Supervised and unsupervised machine learning are two important streams of machine learning (there are others also like reinforcement learning, semi-supervised learning etc., but here we need not to bother about those). In supervised learning we are given, what is called a ‘labelled’ data, which is generally in the form of input-output pairs and the task of machine learning is to learning the mapping between these input-out pairs. Linear regression, in which we the output linearly depends on the fitting parameters, is the most commonly known type of supervised learning. Other examples are logistic regression, support vector machine (svm), decision trees and neural network.

Clustering is the most basic and common example of unsupervised learning, in which unlabelled data (only input given) is grouped into a user defined numbers of clusters on the basis of some proximity criteria. Clustering plays an important role in many practical applications such as dimensionality reduction and outlier and anomaly detections.

The idea and algorithm behind K-means clustering is quite simple : we partition the data into ‘K’ number of clusters, where ‘K’ is supplied by the user.

The steps involved in K-means clustering are as follows:

- Chose k number of random points as centers (centroids) of k-clusters.
- Associate each point to one of the clusters on the basis of its proximity to the centers of the clusters.
- Recompute centroids on the basis of the data point belonging to different clusters.
- Keep repeating the procedure till centroids do not stop changing their values.

The full code is given here and here I just want to make some comments about the code.

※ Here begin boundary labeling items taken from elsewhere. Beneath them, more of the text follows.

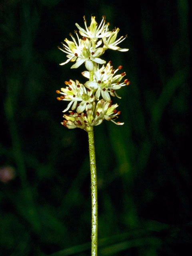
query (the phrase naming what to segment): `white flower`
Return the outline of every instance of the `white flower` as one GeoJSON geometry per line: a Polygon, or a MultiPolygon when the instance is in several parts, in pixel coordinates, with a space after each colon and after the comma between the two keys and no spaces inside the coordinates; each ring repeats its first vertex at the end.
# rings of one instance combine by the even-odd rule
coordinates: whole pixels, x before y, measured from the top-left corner
{"type": "Polygon", "coordinates": [[[106,38],[107,36],[104,36],[102,38],[104,44],[104,48],[105,50],[107,49],[111,49],[112,50],[117,50],[120,52],[127,52],[129,50],[128,49],[122,49],[120,48],[119,46],[116,46],[127,37],[126,35],[124,37],[122,36],[118,39],[116,40],[117,34],[119,30],[120,29],[118,28],[115,28],[113,30],[112,33],[110,34],[107,39],[106,38]]]}
{"type": "Polygon", "coordinates": [[[116,123],[114,121],[121,114],[121,112],[116,109],[118,106],[117,104],[112,105],[103,99],[99,100],[96,104],[94,102],[92,108],[88,109],[86,113],[80,114],[69,111],[69,114],[64,114],[64,119],[61,124],[69,129],[78,128],[87,131],[91,129],[91,126],[100,124],[105,119],[118,125],[122,125],[124,123],[116,123]]]}
{"type": "Polygon", "coordinates": [[[77,80],[75,82],[70,79],[68,82],[65,81],[65,83],[68,86],[62,88],[61,91],[56,91],[57,93],[62,95],[57,97],[58,100],[70,101],[63,112],[68,110],[71,106],[72,110],[75,110],[77,106],[76,111],[78,113],[92,107],[92,102],[95,100],[95,97],[92,90],[86,89],[83,84],[80,84],[77,80]]]}
{"type": "Polygon", "coordinates": [[[92,62],[100,64],[106,63],[105,60],[98,58],[104,52],[103,48],[97,48],[102,43],[101,41],[98,42],[94,46],[94,49],[91,42],[88,38],[84,37],[82,39],[81,39],[79,38],[76,30],[75,30],[75,33],[77,36],[78,43],[72,34],[70,33],[70,35],[73,42],[66,38],[64,41],[66,43],[62,43],[63,49],[58,46],[59,50],[67,54],[67,57],[68,58],[65,62],[61,63],[60,65],[64,65],[70,61],[76,61],[76,63],[71,67],[71,68],[76,68],[85,62],[86,68],[91,71],[94,68],[92,62]]]}
{"type": "MultiPolygon", "coordinates": [[[[126,73],[123,72],[120,74],[114,76],[117,71],[122,68],[122,66],[120,66],[117,69],[114,70],[111,64],[111,62],[110,61],[106,66],[103,65],[100,69],[98,66],[95,66],[94,70],[94,81],[88,81],[85,84],[88,88],[96,91],[95,96],[97,100],[99,100],[101,94],[105,100],[110,102],[111,99],[109,94],[112,96],[116,96],[120,98],[115,90],[130,83],[128,79],[125,79],[124,82],[120,83],[120,81],[126,75],[126,73]]],[[[87,78],[90,78],[89,72],[88,71],[82,72],[82,74],[87,78]]]]}
{"type": "Polygon", "coordinates": [[[85,16],[84,16],[83,18],[86,30],[80,26],[78,23],[76,23],[75,25],[79,29],[79,33],[81,36],[87,37],[96,42],[98,38],[102,38],[104,36],[108,37],[112,33],[111,31],[108,31],[108,28],[109,23],[108,23],[105,25],[105,16],[103,16],[102,18],[102,20],[98,26],[98,24],[95,20],[95,17],[92,16],[90,26],[88,27],[85,16]]]}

The code does not use any library and builds the logic from the scratch, however, it does need you understand the use of the following three python libraries.

- Numpy — Numpy is used for generating random numbers, computing mathematical functions and doing some simple array mathematics like finding the maximum/minimum points in an array.
- Pandas — Pandas data frames are used to represent the data which makes it very easy to move around and manipulate data. You can appreciate the use of pandas data frame once you start using those. Here I add one extra columns in the data frame for the cluster membership of the data points.
- Matplotlib — This library is used for showing the scatter plot of the data points.